Il est impossible dans notre malheureux globe que les hommes vivant en société ne soient pas divisés en deux classes, l’une de riches qui commandent, l’autre de pauvres qui servent ; & ces deux se subdivisent en mille, & ces mille ont encor des nuances différentes.

Tous les pauvres ne sont pas absolument malheureux. La plupart sont nés dans cet état, & le travail continuel les empêche de trop sentir leur situation ; mais quand ils la sentent, alors on voit des guerres, comme celle du parti populaire contre le parti du sénat à Rome ; celles des paysans en Allemagne, en Angleterre, en France. Toutes ces guerres finissent tôt ou tard par l’asservissement du peuple, parce que les puissants ont l’argent, & que l’argent est maître de tout dans un État ; je dis dans un État, car il n’en est pas de même de nation à nation. La nation qui se servira le mieux du fer, subjuguera toujours celle qui aura plus d’or & moins de courage.

Tout homme naît avec un penchant assez violent pour la domination, la richesse & les plaisirs ; & avec beaucoup de goût pour la paresse : par conséquent tout homme voudrait avoir l’argent & les femmes ou les filles des autres, être leur maître, les assujettir à tous ses caprices, & ne rien faire, ou du moins ne faire que des choses très agréables. Vous voyez bien qu’avec ces belles dispositions il est aussi impossible que les hommes soient égaux, qu’il est impossible que deux prédicateurs ou deux professeurs de théologie ne soient pas jaloux l’un de l’autre.

Le genre humain tel qu’il est, ne peut subsister à moins qu’il n’y ait une infinité d’hommes utiles qui ne possèdent rien du tout. Car certainement un homme à son aise ne quittera pas sa terre pour venir labourer la vôtre ; & si vous avez besoin d’une paire de souliers, ce ne sera pas un maître de requêtes qui vous la fera. L’égalité est donc à la fois la chose la plus naturelle, & en même tems la plus chimérique.

Comme les hommes sont excessifs en tout quand ils le peuvent, on a outré cette inégalité, on a prétendu dans plusieurs pays qu’il n’était pas permis à un citoyen de sortir de la contrée où le hasard l’a fait naître ; le sens de cette loi est visiblement, Ce pays est si mauvais & si mal gouverné que nous défendons à chaque individu d’en sortir, de peur que tout le monde n’en sorte. Faites mieux, donnez à tous vos sujets envie de demeurer chez vous, & aux étrangers d’y venir.

Chaque homme dans le fond de son cœur a droit de se croire entièrement égal aux autres hommes : il ne s’ensuit pas de là que le cuisinier d’un Cardinal doive ordonner à son maître de lui faire à dîner ; mais le cuisinier peut dire : Je suis homme comme mon maître ; je suis né comme lui en pleurant ; il mourra comme moi dans les mêmes angoisses & les mêmes cérémonies ; nous faisons tous deux les mêmes fonctions animales ; si les Turcs s’emparent de Rome, & si alors je suis Cardinal & mon maître cuisinier, je le prendrai à mon service. Tout ce discours est raisonnable & juste ; mais en attendant que le grand Turc s’empare de Rome, le cuisinier doit faire son devoir, ou toute société humaine est pervertie.

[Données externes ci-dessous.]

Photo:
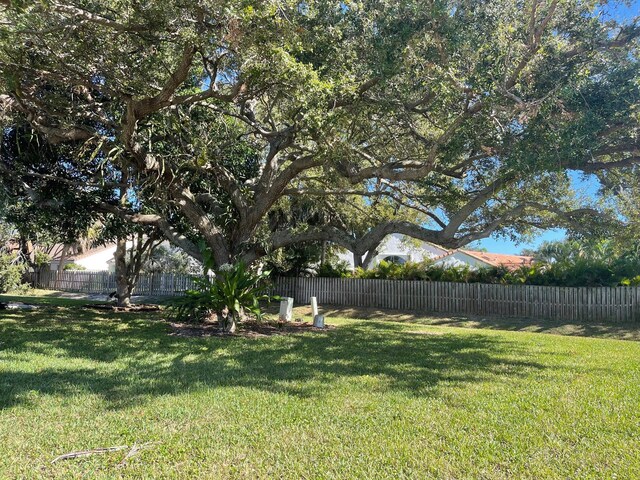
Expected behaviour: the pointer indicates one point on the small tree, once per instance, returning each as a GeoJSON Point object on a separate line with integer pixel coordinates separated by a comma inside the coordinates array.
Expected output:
{"type": "Point", "coordinates": [233, 290]}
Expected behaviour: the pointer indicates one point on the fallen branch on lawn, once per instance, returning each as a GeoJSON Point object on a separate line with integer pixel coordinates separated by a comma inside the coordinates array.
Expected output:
{"type": "Point", "coordinates": [86, 453]}
{"type": "Point", "coordinates": [133, 450]}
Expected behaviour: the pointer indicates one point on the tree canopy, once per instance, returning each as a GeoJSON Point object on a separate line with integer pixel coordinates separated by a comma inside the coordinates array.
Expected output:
{"type": "Point", "coordinates": [447, 121]}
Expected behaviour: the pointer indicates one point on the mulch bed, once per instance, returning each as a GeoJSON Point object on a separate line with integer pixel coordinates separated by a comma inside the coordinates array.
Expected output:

À l’égard d’un homme qui n’est ni cuisinier d’un Cardinal ni revêtu d’aucune autre charge dans l’État ; à l’égard d’un particulier qui ne tient à rien, mais qui est fâché d’être reçu partout avec l’air de la protection ou du mépris, qui voit évidemment que plusieurs Monsignors n’ont ni plus de science, ni plus d’esprit, ni plus de vertu que lui, & qui s’ennuie d’être quelquefois dans leur antichambre, quel parti doit-il prendre ? celui de s’en aller.

Voir aussi entre autres entrées : Fanatisme.

 

*Qu'en est-il de l'esprit de Voltaire ?

Littré :

Esprit : En un sens plus particulier que celui d'ensemble des facultés intellectuelles, vivacité d'esprit qui fait trouver des saillies piquantes, des mots spirituels, des aperçus ingénieux.

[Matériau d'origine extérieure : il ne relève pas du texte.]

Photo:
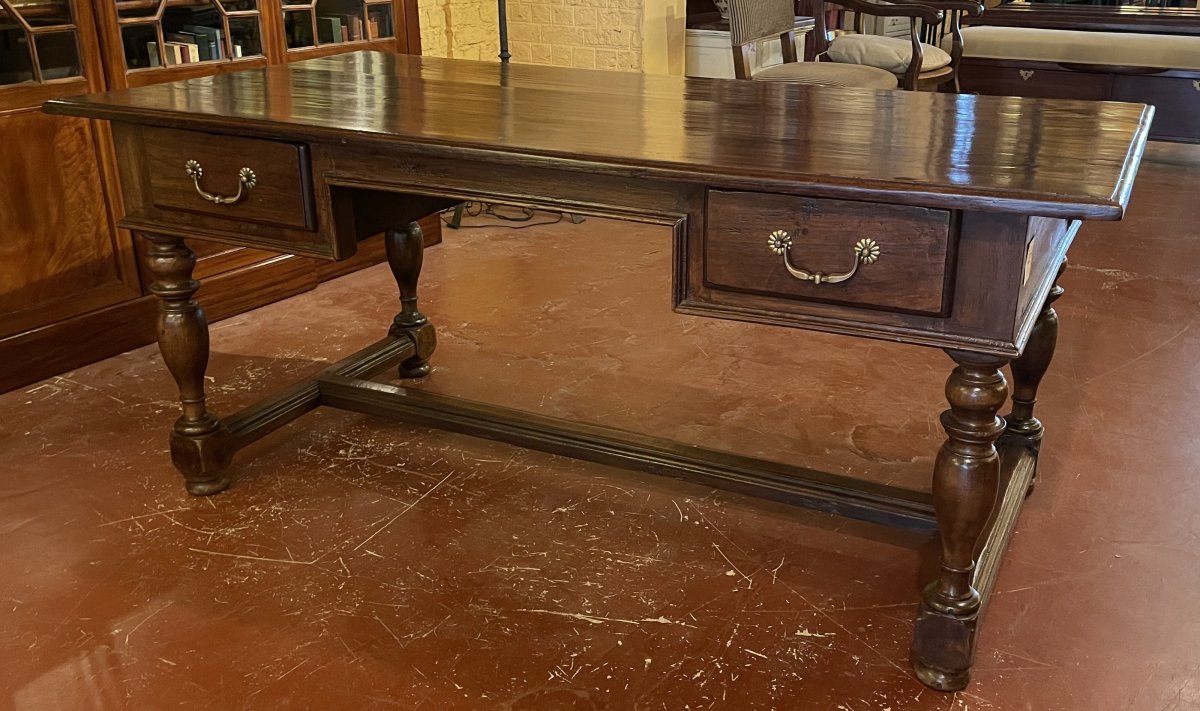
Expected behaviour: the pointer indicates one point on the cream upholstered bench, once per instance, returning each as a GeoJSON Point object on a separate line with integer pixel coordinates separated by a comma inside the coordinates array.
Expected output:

L'Encyclopédie – Article de Voltaire :

Le mot esprit, quand il signifie une qualité de l'âme est un de ces mots vagues auxquels tous ceux qui les prononcent attachent presque toujours des sens différents : il exprime autre chose que jugement, génie, goût, talent, pénétration, étendue, grâce, finesse, et il doit tenir de tous ces mérites : on pourrait le définir raison ingénieuse.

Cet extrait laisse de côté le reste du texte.